Robert Drake found Farnum a formidable opponent. The latter played with an impetuosity and spirit that took no heed of possible injury, and before October first he was regularly playing on the first team, much to his satisfaction. The midshipmen of the football squad by October first had had much exercise and were pretty well hardened; most of them were old players, and in the first real game, against Lehigh, the Naval Academy team played with a dash and spirit that delighted the hearts of hundreds of midshipmen on the bleachers as well as scores of officers.

By this time everybody, midshipmen and officers, had returned from leave, and in a day Academy life had settled down to its regular routine. One day was allowed the midshipmen to get ready for the year's work, and the next day midshipmen were marching to recitations and drills with monotonous regularity.

The first formation of the brigade was a thrilling moment to Robert Drake. The warning bugle blew and eight hundred midshipmen scampered to their places in ranks, laughing and talking, some in desperate efforts to "beat the bugle." With the last blast of that unmusical instrument came complete quiet; then in front of each of the twelve companies into which the midshipmen were divided was to be seen a young man rapidly calling his company roll; and as names were called vociferous "heres" were to be heard coming from all parts of the long line of midshipmen; when the midshipman in front of the first company on the extreme right had finished calling his roll, he came to an about face, and saluted an impassive midshipman, his company commander, Cadet Lieutenant Drake.

"First company, three absent, sir," reported First Petty Officer Peters.

"Take your post, sir," ordered his captain, Cadet Lieutenant Drake.

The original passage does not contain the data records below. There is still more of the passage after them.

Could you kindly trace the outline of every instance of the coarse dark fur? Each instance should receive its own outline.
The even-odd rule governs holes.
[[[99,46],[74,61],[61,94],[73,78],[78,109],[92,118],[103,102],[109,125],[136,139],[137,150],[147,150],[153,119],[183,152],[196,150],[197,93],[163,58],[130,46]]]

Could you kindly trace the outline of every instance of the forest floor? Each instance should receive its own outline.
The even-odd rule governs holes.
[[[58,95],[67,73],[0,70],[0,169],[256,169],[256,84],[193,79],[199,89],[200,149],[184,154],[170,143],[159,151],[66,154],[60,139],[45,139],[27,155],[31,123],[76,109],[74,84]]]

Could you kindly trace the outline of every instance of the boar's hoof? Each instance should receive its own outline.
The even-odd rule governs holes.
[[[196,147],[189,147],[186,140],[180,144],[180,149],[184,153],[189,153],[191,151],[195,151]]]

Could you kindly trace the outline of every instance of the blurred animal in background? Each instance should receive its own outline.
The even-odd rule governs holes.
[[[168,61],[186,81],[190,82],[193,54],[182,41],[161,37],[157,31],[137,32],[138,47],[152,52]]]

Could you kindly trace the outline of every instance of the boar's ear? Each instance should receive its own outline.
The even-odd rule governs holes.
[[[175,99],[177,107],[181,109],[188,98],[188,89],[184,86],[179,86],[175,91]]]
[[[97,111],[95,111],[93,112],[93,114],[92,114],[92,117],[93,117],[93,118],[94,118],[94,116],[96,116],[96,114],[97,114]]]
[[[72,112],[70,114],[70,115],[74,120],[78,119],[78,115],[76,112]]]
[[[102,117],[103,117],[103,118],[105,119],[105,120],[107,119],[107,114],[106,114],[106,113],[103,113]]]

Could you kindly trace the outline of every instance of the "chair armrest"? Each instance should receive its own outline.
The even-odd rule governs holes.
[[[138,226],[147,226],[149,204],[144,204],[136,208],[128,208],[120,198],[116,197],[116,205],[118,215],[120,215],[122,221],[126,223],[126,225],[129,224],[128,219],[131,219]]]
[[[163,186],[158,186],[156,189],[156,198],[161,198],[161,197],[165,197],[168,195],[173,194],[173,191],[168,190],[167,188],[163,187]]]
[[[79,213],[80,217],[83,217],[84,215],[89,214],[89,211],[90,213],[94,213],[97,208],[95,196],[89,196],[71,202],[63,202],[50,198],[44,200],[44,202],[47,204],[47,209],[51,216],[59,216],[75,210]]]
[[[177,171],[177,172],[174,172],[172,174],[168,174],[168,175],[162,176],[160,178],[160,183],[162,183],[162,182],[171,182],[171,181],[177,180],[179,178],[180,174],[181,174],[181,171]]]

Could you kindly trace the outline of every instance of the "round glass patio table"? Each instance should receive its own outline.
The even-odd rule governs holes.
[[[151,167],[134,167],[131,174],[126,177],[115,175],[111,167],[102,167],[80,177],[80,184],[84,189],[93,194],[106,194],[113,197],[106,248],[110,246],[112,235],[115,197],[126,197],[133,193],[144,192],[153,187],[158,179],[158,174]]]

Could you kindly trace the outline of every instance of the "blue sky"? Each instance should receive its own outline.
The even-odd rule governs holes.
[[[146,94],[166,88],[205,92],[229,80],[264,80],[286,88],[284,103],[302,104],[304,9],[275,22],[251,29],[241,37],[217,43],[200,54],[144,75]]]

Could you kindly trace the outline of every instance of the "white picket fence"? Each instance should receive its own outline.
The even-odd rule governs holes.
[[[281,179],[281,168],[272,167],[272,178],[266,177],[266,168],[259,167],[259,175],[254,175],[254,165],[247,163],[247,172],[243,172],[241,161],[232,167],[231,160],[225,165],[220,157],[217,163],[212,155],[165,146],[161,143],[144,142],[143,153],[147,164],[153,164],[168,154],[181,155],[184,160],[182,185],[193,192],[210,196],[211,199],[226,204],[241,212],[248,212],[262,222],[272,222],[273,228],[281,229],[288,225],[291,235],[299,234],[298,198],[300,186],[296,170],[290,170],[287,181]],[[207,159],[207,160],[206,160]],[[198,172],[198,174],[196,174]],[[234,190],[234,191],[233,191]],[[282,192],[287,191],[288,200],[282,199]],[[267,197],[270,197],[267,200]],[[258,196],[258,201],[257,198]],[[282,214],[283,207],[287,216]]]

First Petty Officer Peters smartly stepped off to the right of the company, Cadet Lieutenant Drake at the same time going to the company's left. Down the line could be heard shouts of different company officers, aligning their companies. And then the midshipmen of the first company heard a ringing order, not too loud, but in a tone that before the end of the year became entirely familiar to them and in which each man learned to have entire trust.

"First company, left step, march. Company halt. Left dress. Back in the centre, up on the right, carry it along, back extreme right. Steady. Front." Each of the twelve companies had been similarly aligned by its cadet lieutenant, and the brigade, stretching along the terrace for over five hundred feet, was now as straight as a taut string.

In front of the brigade, facing it, all alone, stood a tall, erect, manly-looking midshipman, entirely self-possessed, apparently not carried away by the distinguished position he occupied. Triumphant feeling must have had a place in his heart, but of this there was no external evidence.

Such formations as these occur innumerable times in the midshipmen's career; they are held before every meal, before every drill, and on many other occasions; and each time every midshipman at the Academy is accounted for.

Six hundred and sixty-five permanent regulations, besides special orders, control the lives and actions of each of the eight hundred midshipmen at our national Naval School. There are many officers on duty there for instruction purposes, and a few have special disciplinary duties concerned with the inspection and regulation of the conduct of the midshipmen. But it is only by the effective coöperation of the cadet officers that discipline is maintained. The commandant inspects the midshipmen and their quarters Sunday morning; the lieutenant-commander on duty for the day as "officer-in-charge" makes several inspections during his twenty-four hours' time; but the cadet officers have multifarious disciplinary duties over midshipmen in their control, and as stated, it is the efficient execution of these duties by the cadet officers and the carrying out by them of the commandant's and officer-in-charge's orders, that largely controls the actions and conduct of individual midshipmen.